The first half of the 19th century
The first half of the 19th century saw the beginning of the development of urban areas on the economically strategic East River shore of Kings County, facing the adolescent City of New York confined to Manhattan Island. The New York Navy Yard operated in Wallabout Bay (border between Brooklyn and Williamsburgh) for the entire 19th century and two-thirds of the 20th century.
The first center of urbanization sprang up in the Town of Brooklyn, directly across from Lower Manhattan, which saw the incorporation of the Village of Brooklyn in 1816. Reliable steam ferry service across the East River to Fulton Landing converted Brooklyn Heights into a commuter town for Wall Street. Ferry Road to Jamaica Pass became Fulton Street to East New York. Town and Village were combined to form the first, kernel incarnation of the City of Brooklyn in 1834.

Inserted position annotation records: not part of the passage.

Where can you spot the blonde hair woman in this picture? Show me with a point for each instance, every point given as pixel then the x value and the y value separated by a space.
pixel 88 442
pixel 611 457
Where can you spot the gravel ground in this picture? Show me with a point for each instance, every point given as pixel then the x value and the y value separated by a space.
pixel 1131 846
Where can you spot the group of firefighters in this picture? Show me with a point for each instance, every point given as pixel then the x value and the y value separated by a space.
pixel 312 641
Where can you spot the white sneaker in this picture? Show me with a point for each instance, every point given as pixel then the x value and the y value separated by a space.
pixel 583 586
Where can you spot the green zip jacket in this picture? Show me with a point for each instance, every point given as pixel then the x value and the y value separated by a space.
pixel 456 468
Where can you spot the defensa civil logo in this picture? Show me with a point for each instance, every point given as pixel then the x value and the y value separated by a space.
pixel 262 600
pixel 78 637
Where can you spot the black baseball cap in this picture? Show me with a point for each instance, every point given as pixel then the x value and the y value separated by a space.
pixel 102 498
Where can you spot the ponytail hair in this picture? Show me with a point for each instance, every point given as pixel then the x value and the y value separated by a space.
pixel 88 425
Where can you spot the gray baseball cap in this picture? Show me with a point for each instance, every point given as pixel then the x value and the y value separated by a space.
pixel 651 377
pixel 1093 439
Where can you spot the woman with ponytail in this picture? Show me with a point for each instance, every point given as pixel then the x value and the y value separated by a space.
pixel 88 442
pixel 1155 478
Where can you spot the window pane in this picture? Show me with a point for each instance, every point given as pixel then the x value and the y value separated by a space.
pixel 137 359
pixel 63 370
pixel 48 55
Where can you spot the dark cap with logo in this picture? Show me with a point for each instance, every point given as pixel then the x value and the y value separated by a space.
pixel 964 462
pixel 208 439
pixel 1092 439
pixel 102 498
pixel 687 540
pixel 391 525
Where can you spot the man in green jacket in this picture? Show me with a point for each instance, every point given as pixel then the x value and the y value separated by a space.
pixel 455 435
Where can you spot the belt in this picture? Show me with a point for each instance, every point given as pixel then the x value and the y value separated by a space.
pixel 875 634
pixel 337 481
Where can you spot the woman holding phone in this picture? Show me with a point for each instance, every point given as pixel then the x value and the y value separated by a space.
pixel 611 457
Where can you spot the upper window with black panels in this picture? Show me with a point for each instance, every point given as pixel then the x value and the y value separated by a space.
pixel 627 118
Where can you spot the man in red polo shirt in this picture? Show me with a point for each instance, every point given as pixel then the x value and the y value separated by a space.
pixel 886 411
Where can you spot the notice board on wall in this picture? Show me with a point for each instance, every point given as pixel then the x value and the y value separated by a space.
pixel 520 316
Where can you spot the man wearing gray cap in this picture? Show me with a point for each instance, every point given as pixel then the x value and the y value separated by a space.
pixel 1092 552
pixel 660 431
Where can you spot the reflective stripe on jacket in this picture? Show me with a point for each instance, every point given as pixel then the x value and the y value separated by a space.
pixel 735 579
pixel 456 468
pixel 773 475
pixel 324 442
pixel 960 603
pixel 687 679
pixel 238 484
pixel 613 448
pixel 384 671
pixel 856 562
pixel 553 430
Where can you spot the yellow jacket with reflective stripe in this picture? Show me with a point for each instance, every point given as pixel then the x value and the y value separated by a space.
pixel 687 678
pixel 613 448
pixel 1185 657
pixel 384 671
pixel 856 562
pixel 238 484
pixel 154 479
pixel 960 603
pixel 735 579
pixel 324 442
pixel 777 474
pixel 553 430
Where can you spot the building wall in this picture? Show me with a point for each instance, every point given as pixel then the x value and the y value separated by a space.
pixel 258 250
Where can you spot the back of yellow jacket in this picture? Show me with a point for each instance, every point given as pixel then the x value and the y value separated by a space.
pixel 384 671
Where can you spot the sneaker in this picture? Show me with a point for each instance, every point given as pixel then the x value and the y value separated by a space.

In parallel development, the Town of Bushwick, a little farther up the river, saw the incorporation of the Village of Williamsburgh in 1827, which separated as the Town of Williamsburgh in 1840 and formed the short-lived City of Williamsburgh in 1851. Industrial deconcentration in mid-century was bringing shipbuilding and other manufacturing to the northern part of the county. Each of the two cities and six towns in Kings County remained independent municipalities, and purposely created non-aligning street grids with different naming systems.
However, the East River shore was growing too fast for the three-year-old infant City of Williamsburgh; it, along with its Town of Bushwick hinterland, was subsumed within a greater City of Brooklyn in 1854.